Last night, hubby had a "guy's night out". It was long overdue - I think the last time he really went out and cut it up was the week before Cora was born. Once a month I have a "mom's night out" with a group of friends who all have little ones. Its our way of getting out and swapping our latest mommy stories (good and bad). So, if all of the above is true, why was I so pissy that hubby went out last night? It makes no rational sense. A) the poor guy was overdue for some guy time, B) I *told* him he should go and get out with his pals, and C) when his friends suggested the strip club, hubby decided it was time for him to come home. Granted that still put him in the front door around 1:00am, but is that really so bad? I mean, he did wait until I was putting Coco down for the night before he left to begin his adventure. True, she had a tough time going to bed last night the likes of which we haven't seen in a while, but by 8:00 all was well and I should have been enjoying a quiet night all to myself. So why wasn't I?

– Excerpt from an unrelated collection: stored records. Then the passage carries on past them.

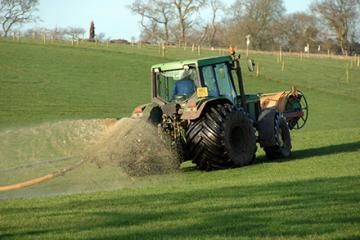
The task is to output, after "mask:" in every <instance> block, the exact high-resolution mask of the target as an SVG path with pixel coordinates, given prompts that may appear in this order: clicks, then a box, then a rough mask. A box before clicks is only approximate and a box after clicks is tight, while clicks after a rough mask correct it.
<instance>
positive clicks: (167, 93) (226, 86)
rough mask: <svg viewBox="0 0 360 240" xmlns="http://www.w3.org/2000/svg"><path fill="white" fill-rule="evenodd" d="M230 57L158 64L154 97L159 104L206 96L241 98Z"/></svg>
mask: <svg viewBox="0 0 360 240" xmlns="http://www.w3.org/2000/svg"><path fill="white" fill-rule="evenodd" d="M231 65H232V59H231V57H230V56H226V57H217V58H207V59H197V60H189V61H179V62H172V63H166V64H158V65H155V66H153V68H152V76H153V77H152V79H153V82H152V87H153V89H152V91H153V99H154V101H155V102H157V103H159V104H168V103H179V104H180V103H183V102H187V101H189V100H194V101H199V100H203V99H204V98H210V99H211V98H225V99H227V100H228V101H229V102H231V103H235V102H236V101H237V95H238V94H237V92H236V90H235V84H234V81H233V78H232V74H231Z"/></svg>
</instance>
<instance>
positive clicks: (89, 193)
mask: <svg viewBox="0 0 360 240" xmlns="http://www.w3.org/2000/svg"><path fill="white" fill-rule="evenodd" d="M0 53H1V56H2V57H1V58H0V128H2V129H3V130H2V131H6V129H8V128H18V127H22V126H33V125H37V124H39V123H42V122H48V121H58V120H63V119H84V118H104V117H118V116H127V115H129V113H130V112H131V110H132V109H133V107H134V106H136V105H138V104H141V103H144V102H148V101H149V99H150V96H149V94H150V84H149V83H150V81H149V69H150V66H151V65H152V64H155V63H159V62H165V61H169V60H170V59H184V58H196V57H197V54H196V53H193V52H191V49H187V50H183V49H175V48H174V49H168V52H167V58H166V59H164V58H161V57H159V53H158V48H157V47H143V48H141V49H138V48H132V47H131V46H117V45H110V47H109V48H106V46H104V45H100V46H98V47H95V46H92V44H89V43H88V44H84V43H83V44H82V45H80V46H76V47H71V46H69V45H68V43H57V44H49V45H46V46H43V45H41V44H39V43H36V42H32V41H25V42H22V43H17V42H12V41H4V40H0ZM202 54H203V56H210V55H214V54H217V52H211V51H203V52H202ZM253 57H254V58H255V60H256V62H258V63H259V64H260V70H261V73H260V77H256V76H255V74H254V73H251V74H250V73H247V71H244V73H245V79H246V80H245V85H246V90H247V91H248V92H275V91H281V90H285V89H290V87H291V85H292V84H295V85H297V86H298V87H299V88H300V89H301V90H302V91H304V92H305V95H306V97H307V99H308V102H309V104H310V114H309V121H308V124H307V125H306V126H305V128H304V129H302V130H301V131H293V132H292V140H293V156H292V158H291V159H287V160H283V161H273V162H269V161H267V160H266V158H265V157H264V153H263V152H262V151H261V150H258V154H257V155H258V158H257V164H254V165H251V166H247V167H243V168H238V169H230V170H224V171H216V172H199V171H197V170H196V169H194V168H193V167H192V166H191V165H190V164H184V165H183V168H182V171H181V172H179V173H174V174H168V175H162V176H148V177H143V178H136V179H134V180H129V179H125V178H124V176H123V175H121V174H120V173H119V171H118V169H117V168H114V167H105V168H103V169H97V168H96V166H94V165H92V164H87V165H84V166H81V167H80V168H78V169H75V170H74V171H73V172H70V173H69V174H67V175H66V176H64V177H60V178H57V179H55V180H53V181H49V182H46V183H44V184H41V185H38V186H34V187H31V188H27V189H22V190H17V191H13V192H7V193H0V199H7V198H17V197H29V196H42V195H48V194H57V193H74V192H86V191H99V190H101V189H106V190H109V191H106V192H105V191H103V192H93V193H82V194H72V195H66V196H51V197H35V198H32V199H7V200H0V238H1V239H49V238H50V239H64V238H72V239H115V238H123V239H159V238H161V239H169V238H173V239H264V238H265V239H359V238H360V230H359V229H360V204H359V203H360V164H359V159H360V127H359V122H360V121H359V120H360V107H359V100H360V98H359V96H358V93H359V90H360V68H356V67H353V68H352V69H350V78H349V82H347V81H346V78H345V66H346V64H347V63H348V62H346V61H337V60H328V59H307V58H305V57H304V59H303V60H302V61H300V59H299V58H297V57H287V58H286V60H285V61H286V67H285V71H284V72H282V71H281V64H278V63H277V62H276V56H271V55H266V56H264V55H254V56H253ZM0 141H1V140H0ZM19 144H26V143H24V141H19ZM16 148H17V146H14V149H16ZM0 156H1V153H0ZM61 164H63V163H59V165H55V166H51V167H53V168H58V167H60V166H61ZM12 165H13V163H11V162H8V161H7V159H0V168H4V167H9V166H12ZM51 167H43V168H35V169H24V170H22V171H19V172H17V173H11V174H12V175H9V174H8V175H7V176H6V174H3V173H0V174H2V176H0V185H2V184H7V183H10V182H16V181H17V180H19V179H27V178H28V177H30V176H37V175H38V174H40V173H46V171H48V170H49V169H52V168H51ZM110 190H111V191H110Z"/></svg>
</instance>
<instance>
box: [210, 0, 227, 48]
mask: <svg viewBox="0 0 360 240" xmlns="http://www.w3.org/2000/svg"><path fill="white" fill-rule="evenodd" d="M210 8H211V13H212V16H211V23H210V33H209V44H210V46H214V44H215V36H216V33H217V31H218V22H217V17H218V14H219V12H220V11H222V10H223V9H224V4H223V3H222V2H221V1H220V0H210Z"/></svg>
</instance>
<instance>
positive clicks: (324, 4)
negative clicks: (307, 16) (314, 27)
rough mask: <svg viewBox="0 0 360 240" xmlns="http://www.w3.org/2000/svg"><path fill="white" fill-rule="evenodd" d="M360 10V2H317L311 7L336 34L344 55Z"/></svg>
mask: <svg viewBox="0 0 360 240" xmlns="http://www.w3.org/2000/svg"><path fill="white" fill-rule="evenodd" d="M359 8H360V0H315V2H314V3H313V4H312V6H311V9H312V10H313V12H314V13H315V14H317V15H318V16H319V17H320V19H322V20H323V22H324V23H325V24H326V25H327V26H328V27H329V28H330V29H332V30H334V31H335V32H336V39H337V42H338V44H339V46H340V48H341V52H342V53H343V54H347V52H348V45H349V35H350V34H351V32H350V30H351V28H350V26H351V25H352V24H354V23H355V21H356V19H357V18H358V17H359ZM355 25H356V24H355Z"/></svg>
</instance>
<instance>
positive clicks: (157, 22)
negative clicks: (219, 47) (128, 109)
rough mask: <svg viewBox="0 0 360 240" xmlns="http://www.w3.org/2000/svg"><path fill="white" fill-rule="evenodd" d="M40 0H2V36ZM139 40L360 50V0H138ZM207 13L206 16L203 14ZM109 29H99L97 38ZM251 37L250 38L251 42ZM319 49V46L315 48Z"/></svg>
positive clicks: (223, 45)
mask: <svg viewBox="0 0 360 240" xmlns="http://www.w3.org/2000/svg"><path fill="white" fill-rule="evenodd" d="M38 5H39V0H0V25H1V32H2V35H3V36H5V37H6V36H8V35H9V33H10V32H11V30H12V29H14V27H15V26H18V25H21V24H25V23H28V22H34V21H37V20H38V19H39V18H38V17H37V16H36V11H37V6H38ZM128 7H129V8H130V10H131V11H132V12H133V13H134V14H136V15H138V16H140V19H141V20H140V26H141V35H140V40H141V41H143V42H148V43H152V44H159V43H164V44H176V45H180V46H186V45H202V46H209V47H225V46H234V47H235V46H236V47H239V48H245V47H247V43H249V46H248V47H249V48H250V49H254V50H265V51H266V50H278V49H279V48H280V47H281V48H282V50H284V51H304V50H309V48H311V49H312V52H313V51H322V50H325V51H326V50H331V51H332V52H336V53H339V54H352V53H354V52H357V53H360V24H359V22H360V0H313V1H312V3H311V4H310V7H309V10H308V11H306V12H296V13H290V14H288V13H286V9H285V7H284V2H283V0H235V1H232V3H231V4H228V3H226V2H225V1H222V0H134V1H133V2H132V4H130V5H129V6H128ZM204 16H206V17H204ZM44 32H45V33H46V34H50V35H51V36H53V37H54V38H72V39H76V38H79V37H80V36H82V37H83V38H84V34H85V32H86V31H85V30H84V29H83V28H79V27H68V28H54V29H36V28H35V29H30V30H28V31H27V32H26V34H27V35H34V34H39V33H42V34H43V33H44ZM104 37H105V35H104V34H103V33H99V34H97V35H96V38H97V39H100V40H101V39H103V38H104ZM247 41H248V42H247ZM314 49H316V50H314Z"/></svg>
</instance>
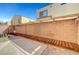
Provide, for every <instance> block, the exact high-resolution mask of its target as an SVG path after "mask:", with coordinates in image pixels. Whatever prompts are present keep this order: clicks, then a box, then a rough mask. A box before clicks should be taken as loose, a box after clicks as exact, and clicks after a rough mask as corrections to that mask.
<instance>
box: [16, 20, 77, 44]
mask: <svg viewBox="0 0 79 59" xmlns="http://www.w3.org/2000/svg"><path fill="white" fill-rule="evenodd" d="M15 31H16V33H22V34H28V35H34V36H39V37H45V38H50V39H56V40H61V41H66V42H72V43H77V24H76V23H75V20H74V19H71V20H62V21H52V22H40V23H32V24H25V25H16V26H15Z"/></svg>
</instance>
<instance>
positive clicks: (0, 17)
mask: <svg viewBox="0 0 79 59" xmlns="http://www.w3.org/2000/svg"><path fill="white" fill-rule="evenodd" d="M47 5H48V3H2V4H1V3H0V22H2V21H10V20H11V19H12V17H13V16H14V15H21V16H25V17H29V18H32V19H36V17H37V16H36V10H37V9H39V8H42V7H44V6H47Z"/></svg>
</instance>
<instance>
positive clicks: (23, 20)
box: [11, 16, 33, 25]
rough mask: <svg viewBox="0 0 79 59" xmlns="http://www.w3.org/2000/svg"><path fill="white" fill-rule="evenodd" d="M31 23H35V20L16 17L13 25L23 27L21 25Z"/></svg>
mask: <svg viewBox="0 0 79 59" xmlns="http://www.w3.org/2000/svg"><path fill="white" fill-rule="evenodd" d="M31 21H33V20H32V19H30V18H27V17H24V16H14V17H13V18H12V21H11V24H12V25H21V24H25V23H28V22H31Z"/></svg>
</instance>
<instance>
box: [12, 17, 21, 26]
mask: <svg viewBox="0 0 79 59" xmlns="http://www.w3.org/2000/svg"><path fill="white" fill-rule="evenodd" d="M19 23H21V16H14V17H13V18H12V21H11V24H12V25H18V24H19Z"/></svg>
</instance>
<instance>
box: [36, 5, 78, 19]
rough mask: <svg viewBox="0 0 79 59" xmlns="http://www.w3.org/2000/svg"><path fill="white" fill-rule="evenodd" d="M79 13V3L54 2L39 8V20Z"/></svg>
mask: <svg viewBox="0 0 79 59" xmlns="http://www.w3.org/2000/svg"><path fill="white" fill-rule="evenodd" d="M75 15H79V4H78V3H53V4H49V5H48V6H45V7H43V8H40V9H38V10H37V19H38V20H44V19H45V20H46V19H47V20H48V19H51V18H61V17H70V16H75Z"/></svg>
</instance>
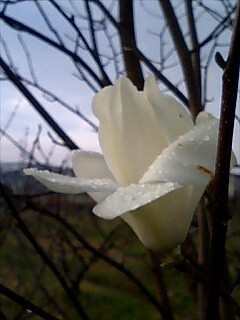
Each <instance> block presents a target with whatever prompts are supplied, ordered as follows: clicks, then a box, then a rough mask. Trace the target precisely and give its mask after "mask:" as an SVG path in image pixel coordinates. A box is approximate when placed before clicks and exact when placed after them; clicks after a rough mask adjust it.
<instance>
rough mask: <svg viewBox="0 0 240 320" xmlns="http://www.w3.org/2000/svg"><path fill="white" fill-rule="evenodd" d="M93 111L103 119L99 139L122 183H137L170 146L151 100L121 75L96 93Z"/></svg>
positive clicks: (124, 183)
mask: <svg viewBox="0 0 240 320" xmlns="http://www.w3.org/2000/svg"><path fill="white" fill-rule="evenodd" d="M93 111H94V114H95V115H96V116H97V117H98V119H99V121H100V126H99V141H100V145H101V148H102V151H103V154H104V158H105V160H106V162H107V165H108V167H109V168H110V170H111V172H112V173H113V175H114V176H115V178H116V179H117V181H118V182H119V183H120V184H121V185H124V186H126V185H128V184H130V183H136V182H138V180H139V179H140V178H141V176H142V175H143V173H144V172H145V171H146V169H147V168H148V166H149V165H150V164H151V163H152V162H153V160H154V159H155V158H156V157H157V155H158V154H159V153H160V152H161V151H162V150H163V148H165V147H166V146H167V144H166V139H165V136H164V133H163V131H162V129H161V128H160V126H159V124H158V121H157V119H156V116H155V114H154V111H153V109H152V106H151V105H150V103H149V101H148V100H147V99H146V97H145V95H144V94H143V92H138V91H137V89H136V87H134V85H133V84H132V83H131V82H130V81H129V80H128V79H126V78H121V79H119V80H118V81H117V82H116V84H115V85H114V86H110V87H107V88H105V89H103V90H102V91H100V92H99V93H98V94H97V95H96V96H95V98H94V100H93ZM136 159H137V161H136Z"/></svg>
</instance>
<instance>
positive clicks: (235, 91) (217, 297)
mask: <svg viewBox="0 0 240 320" xmlns="http://www.w3.org/2000/svg"><path fill="white" fill-rule="evenodd" d="M239 30H240V5H238V9H237V12H236V19H235V25H234V31H233V35H232V40H231V45H230V50H229V55H228V60H227V64H226V67H225V69H224V73H223V95H222V107H221V118H220V128H219V140H218V149H217V160H216V177H215V209H214V214H213V227H212V244H211V254H210V257H211V258H210V264H209V275H208V281H209V282H208V296H207V301H206V302H207V303H206V311H205V312H206V313H205V320H210V319H216V320H218V319H220V314H219V296H220V293H219V291H220V285H221V279H222V276H223V270H224V262H225V242H226V234H227V227H228V221H229V219H230V217H229V213H228V183H229V169H230V158H231V149H232V148H231V146H232V135H233V127H234V119H235V109H236V100H237V88H238V79H239V67H240V55H239V52H240V32H239Z"/></svg>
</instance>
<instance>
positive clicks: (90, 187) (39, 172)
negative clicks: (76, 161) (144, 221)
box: [24, 169, 117, 194]
mask: <svg viewBox="0 0 240 320" xmlns="http://www.w3.org/2000/svg"><path fill="white" fill-rule="evenodd" d="M24 173H25V174H27V175H30V176H33V177H34V178H35V179H36V180H38V181H39V182H40V183H42V184H43V185H45V186H46V187H47V188H48V189H49V190H52V191H54V192H60V193H68V194H78V193H82V192H113V191H114V190H116V188H117V185H116V183H114V182H113V181H112V180H110V179H81V178H80V179H79V178H75V177H68V176H64V175H60V174H57V173H52V172H49V171H46V170H44V171H39V170H37V169H25V170H24Z"/></svg>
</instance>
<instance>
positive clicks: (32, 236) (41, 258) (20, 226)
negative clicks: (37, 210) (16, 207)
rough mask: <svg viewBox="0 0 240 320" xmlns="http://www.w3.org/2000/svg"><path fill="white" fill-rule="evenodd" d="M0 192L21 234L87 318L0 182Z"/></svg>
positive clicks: (67, 287)
mask: <svg viewBox="0 0 240 320" xmlns="http://www.w3.org/2000/svg"><path fill="white" fill-rule="evenodd" d="M0 192H1V195H2V197H3V199H4V201H5V203H6V206H7V208H8V209H9V212H10V213H11V215H12V216H13V218H14V219H15V221H16V223H17V225H18V227H19V229H20V230H21V232H22V233H23V235H24V236H25V237H26V239H27V240H28V241H29V243H30V244H31V245H32V247H33V248H34V249H35V250H36V252H37V254H38V255H39V256H40V257H41V259H42V260H43V261H44V262H45V264H46V265H47V266H48V268H49V269H50V270H51V271H52V273H53V274H54V276H55V277H56V279H57V280H58V282H59V284H60V285H61V286H62V288H63V290H64V291H65V293H66V295H67V297H68V298H69V300H70V301H71V302H72V304H73V305H74V307H75V309H76V311H77V312H78V314H79V316H81V318H82V319H83V320H89V318H88V316H87V315H86V313H85V311H84V309H83V307H82V305H81V303H80V302H79V300H78V298H77V297H76V295H75V293H74V292H73V291H72V289H71V288H70V287H69V285H68V284H67V282H66V280H65V279H64V278H63V276H62V274H61V273H60V271H59V270H58V269H57V267H56V266H55V264H54V263H53V261H52V260H50V259H49V257H48V255H47V254H46V252H45V251H44V250H43V248H42V247H41V246H40V244H39V243H38V241H37V240H36V239H35V237H34V236H33V234H32V233H31V231H30V230H29V229H28V227H27V226H26V224H25V223H24V221H23V220H22V218H21V216H20V215H19V213H18V211H17V209H16V207H15V206H14V204H13V202H12V201H11V199H10V197H9V195H8V194H7V192H6V190H5V187H4V186H3V185H2V184H1V183H0Z"/></svg>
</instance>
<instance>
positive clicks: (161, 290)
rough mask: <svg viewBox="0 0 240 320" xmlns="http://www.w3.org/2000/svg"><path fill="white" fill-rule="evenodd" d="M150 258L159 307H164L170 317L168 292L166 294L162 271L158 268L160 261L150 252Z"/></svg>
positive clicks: (168, 297) (157, 256)
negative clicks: (158, 296) (155, 281)
mask: <svg viewBox="0 0 240 320" xmlns="http://www.w3.org/2000/svg"><path fill="white" fill-rule="evenodd" d="M150 257H151V260H152V270H153V274H154V276H155V279H156V285H157V287H158V294H159V300H160V303H161V305H163V306H164V307H165V309H166V310H167V312H168V313H169V314H171V315H172V309H171V305H170V301H169V297H168V292H167V288H166V285H165V281H164V278H163V275H162V270H161V267H160V259H158V256H157V255H156V254H155V253H153V252H150ZM172 317H173V315H172Z"/></svg>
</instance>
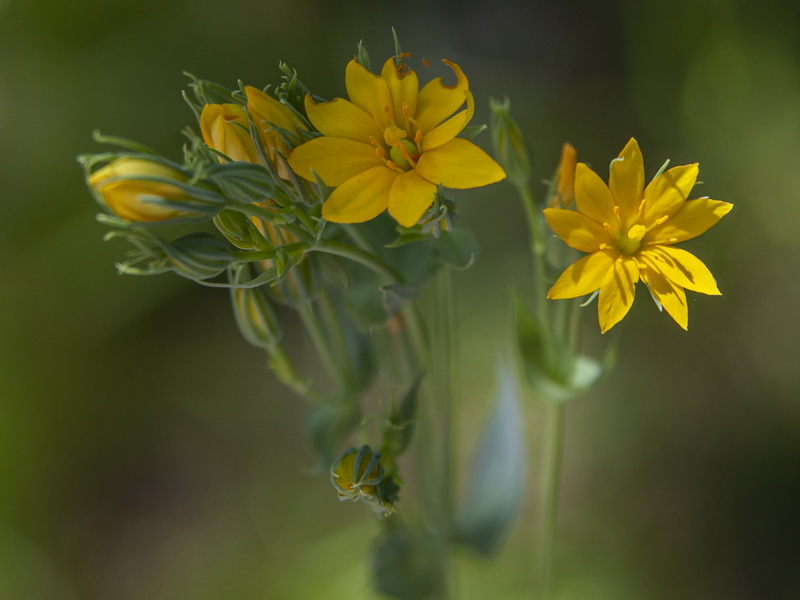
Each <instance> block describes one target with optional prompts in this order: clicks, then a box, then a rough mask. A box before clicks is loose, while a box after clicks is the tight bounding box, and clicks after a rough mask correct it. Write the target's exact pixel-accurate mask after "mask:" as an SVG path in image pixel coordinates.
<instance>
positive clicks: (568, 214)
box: [544, 208, 613, 252]
mask: <svg viewBox="0 0 800 600" xmlns="http://www.w3.org/2000/svg"><path fill="white" fill-rule="evenodd" d="M544 218H545V219H547V223H548V224H549V225H550V227H551V228H552V229H553V231H554V232H555V234H556V235H557V236H558V237H560V238H561V239H562V240H564V243H565V244H567V246H570V247H571V248H575V249H576V250H580V251H581V252H597V251H598V250H601V249H602V248H601V247H600V246H601V245H602V244H605V245H606V246H611V245H612V243H613V240H612V239H611V236H609V234H608V232H607V231H606V230H605V229H603V226H602V225H600V224H599V223H597V221H594V220H592V219H589V218H588V217H585V216H584V215H582V214H581V213H579V212H577V211H574V210H567V209H564V208H545V209H544Z"/></svg>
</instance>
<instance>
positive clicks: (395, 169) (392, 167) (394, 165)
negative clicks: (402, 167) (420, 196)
mask: <svg viewBox="0 0 800 600" xmlns="http://www.w3.org/2000/svg"><path fill="white" fill-rule="evenodd" d="M386 166H387V167H389V168H390V169H391V170H392V171H397V172H398V173H405V171H404V170H403V169H401V168H400V167H398V166H397V163H396V162H394V161H393V160H387V161H386Z"/></svg>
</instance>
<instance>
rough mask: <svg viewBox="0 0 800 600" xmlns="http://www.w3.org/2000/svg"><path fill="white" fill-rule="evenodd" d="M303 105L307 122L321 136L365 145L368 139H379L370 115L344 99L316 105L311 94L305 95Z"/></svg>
mask: <svg viewBox="0 0 800 600" xmlns="http://www.w3.org/2000/svg"><path fill="white" fill-rule="evenodd" d="M305 105H306V114H307V115H308V120H309V121H311V122H312V123H313V124H314V127H316V128H317V130H318V131H319V132H320V133H321V134H322V135H328V136H331V137H339V138H347V139H349V140H356V141H358V142H365V143H368V142H369V138H370V137H374V138H375V139H378V140H379V139H380V138H381V130H380V129H378V126H377V125H376V124H375V120H374V119H373V118H372V115H368V114H367V113H366V112H364V111H363V110H362V109H360V108H359V107H357V106H356V105H355V104H353V103H352V102H350V101H348V100H345V99H344V98H334V99H333V100H331V101H330V102H319V103H317V102H314V100H312V98H311V94H306V100H305Z"/></svg>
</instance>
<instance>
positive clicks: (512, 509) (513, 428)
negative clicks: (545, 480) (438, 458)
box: [456, 366, 526, 555]
mask: <svg viewBox="0 0 800 600" xmlns="http://www.w3.org/2000/svg"><path fill="white" fill-rule="evenodd" d="M498 378H499V384H498V391H497V397H496V399H495V403H494V406H493V408H492V412H491V414H490V416H489V418H488V419H487V421H486V425H485V428H484V430H483V432H482V434H481V438H480V440H479V442H478V446H477V448H476V451H475V457H474V459H473V463H472V466H471V469H470V472H469V483H468V488H467V491H466V496H465V498H464V502H463V504H462V505H461V507H460V509H459V511H458V514H457V518H456V536H457V539H458V540H459V541H460V542H462V543H463V544H465V545H467V546H469V547H471V548H473V549H475V550H477V551H478V552H480V553H481V554H485V555H486V554H491V553H492V552H494V551H496V550H497V549H498V548H499V546H500V543H501V542H502V540H503V538H504V536H505V535H506V533H507V532H508V530H509V528H510V527H511V524H512V522H513V520H514V518H515V517H516V516H517V513H518V512H519V508H520V506H521V504H522V496H523V493H524V490H525V474H526V465H525V443H524V439H523V434H522V411H521V408H520V393H519V389H518V386H517V382H516V379H515V377H514V375H513V373H512V372H511V370H510V369H508V368H507V367H504V366H501V367H500V368H499V369H498Z"/></svg>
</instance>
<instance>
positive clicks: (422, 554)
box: [372, 520, 444, 600]
mask: <svg viewBox="0 0 800 600" xmlns="http://www.w3.org/2000/svg"><path fill="white" fill-rule="evenodd" d="M392 522H393V521H392V520H390V521H387V523H392ZM437 548H438V546H437V544H436V540H435V539H434V538H433V536H431V535H429V534H426V533H417V532H414V531H411V530H410V529H408V528H407V527H403V526H400V527H396V526H394V527H392V526H390V527H388V528H387V531H385V532H384V533H383V534H381V535H380V536H379V537H378V539H377V540H376V543H375V550H374V552H373V555H372V576H373V578H374V582H375V588H376V589H377V590H378V592H380V593H382V594H385V595H386V596H389V597H390V598H396V599H397V600H433V599H435V598H442V597H443V596H442V590H443V587H444V582H443V580H442V574H441V571H440V570H439V565H440V564H441V560H442V559H441V558H440V557H439V556H438V555H437V552H438V551H439V550H437Z"/></svg>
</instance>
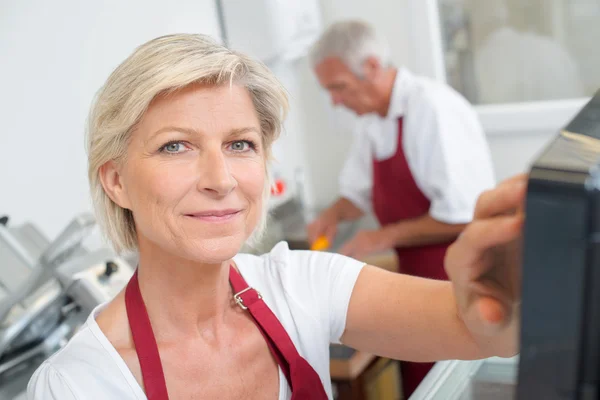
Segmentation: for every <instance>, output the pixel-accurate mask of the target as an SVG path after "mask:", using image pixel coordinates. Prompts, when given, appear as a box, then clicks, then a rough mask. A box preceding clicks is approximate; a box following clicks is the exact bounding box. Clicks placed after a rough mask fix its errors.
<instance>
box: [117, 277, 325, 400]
mask: <svg viewBox="0 0 600 400" xmlns="http://www.w3.org/2000/svg"><path fill="white" fill-rule="evenodd" d="M229 280H230V283H231V286H232V287H233V290H234V291H235V292H236V294H235V295H234V300H235V302H236V303H237V304H238V305H239V306H240V307H241V308H242V309H244V310H248V311H249V312H250V315H251V316H252V319H253V321H254V323H255V325H256V326H257V328H258V330H259V331H260V333H261V334H262V335H263V337H264V338H265V341H266V342H267V345H268V346H269V350H270V351H271V354H273V357H274V358H275V360H276V361H277V364H279V366H280V367H281V369H282V370H283V373H284V375H285V377H286V379H287V381H288V384H289V385H290V388H291V389H292V399H294V400H304V399H306V400H309V399H310V400H327V394H326V393H325V389H324V388H323V384H322V382H321V380H320V378H319V375H318V374H317V373H316V372H315V370H314V369H313V368H312V367H311V366H310V364H308V362H307V361H306V360H305V359H304V358H302V356H300V354H299V353H298V351H297V350H296V347H295V346H294V343H293V342H292V340H291V339H290V337H289V336H288V334H287V332H286V331H285V329H284V328H283V326H282V325H281V323H280V322H279V320H278V319H277V317H276V316H275V314H273V312H272V311H271V310H270V309H269V307H268V306H267V305H266V304H265V302H264V301H263V300H262V296H261V295H260V293H259V292H258V291H256V290H255V289H253V288H251V287H250V286H248V284H247V283H246V281H245V280H244V278H243V277H242V276H241V275H240V274H239V272H237V270H236V269H235V268H233V266H230V269H229ZM125 306H126V309H127V318H128V319H129V326H130V329H131V335H132V337H133V342H134V346H135V349H136V352H137V356H138V359H139V362H140V367H141V370H142V378H143V381H144V388H145V391H146V397H147V398H148V400H168V399H169V395H168V392H167V385H166V382H165V376H164V371H163V369H162V363H161V360H160V354H159V351H158V345H157V343H156V338H155V337H154V333H153V331H152V324H151V323H150V318H149V317H148V312H147V310H146V306H145V304H144V300H143V299H142V293H141V292H140V286H139V281H138V272H137V270H136V271H135V273H134V274H133V276H132V277H131V279H130V281H129V283H128V284H127V288H126V290H125Z"/></svg>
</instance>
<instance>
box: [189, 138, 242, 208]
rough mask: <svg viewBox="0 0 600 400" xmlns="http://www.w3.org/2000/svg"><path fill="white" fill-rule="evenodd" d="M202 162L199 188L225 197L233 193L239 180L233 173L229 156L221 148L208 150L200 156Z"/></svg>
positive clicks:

I have no real answer for my question. First, let me say, I realize the pissiness is irrational and so never took it out on hubby (if he reads this it will likely be the first inkling he had about my feelings). The best thing I can come up with is that I am jealous that he *can* go out and party like he did. Ever since Cora came along I just can't. I know I mentioned I have "mom's night" once a month - but that usually consists of a nice dinner out with the group which puts us all home by about 9:00 if not earlier. There is no drinking (short of a glass of wine or a beer), there is no bar hopping, there is no carousing. But that is not hubby's fault or choice - it is mine. And I think that's just the issue. I don't *want* to be out until 1:00am. I want to be at home, with my family, and be there in case Coco wakes up with a tummy pain, or a bad dream. Plus, I know that the next day being hungover will not make for a pleasant day with the baby. And I think, deep down, as irrational as I know it is, I want hubby to want that too. There is a part of me that wishes he didn't still want to go out and whoop it up with the boys - that he didn't feel a need to go to the bars. But if I'm very honest, I have to think to myself that perhaps, if I would let myself let go and let hubby parent Cora as my equal, that I would feel more comfortable heading out and cutting a rug. But then I remember that no one can sing her favorite lullaby like I can - and I remember the time that hubby forgot to feed her for about 5 hours - and I settle back into my self-imposed 9:00pm curfew with quiet resignation (and perhaps a little self-righteousness).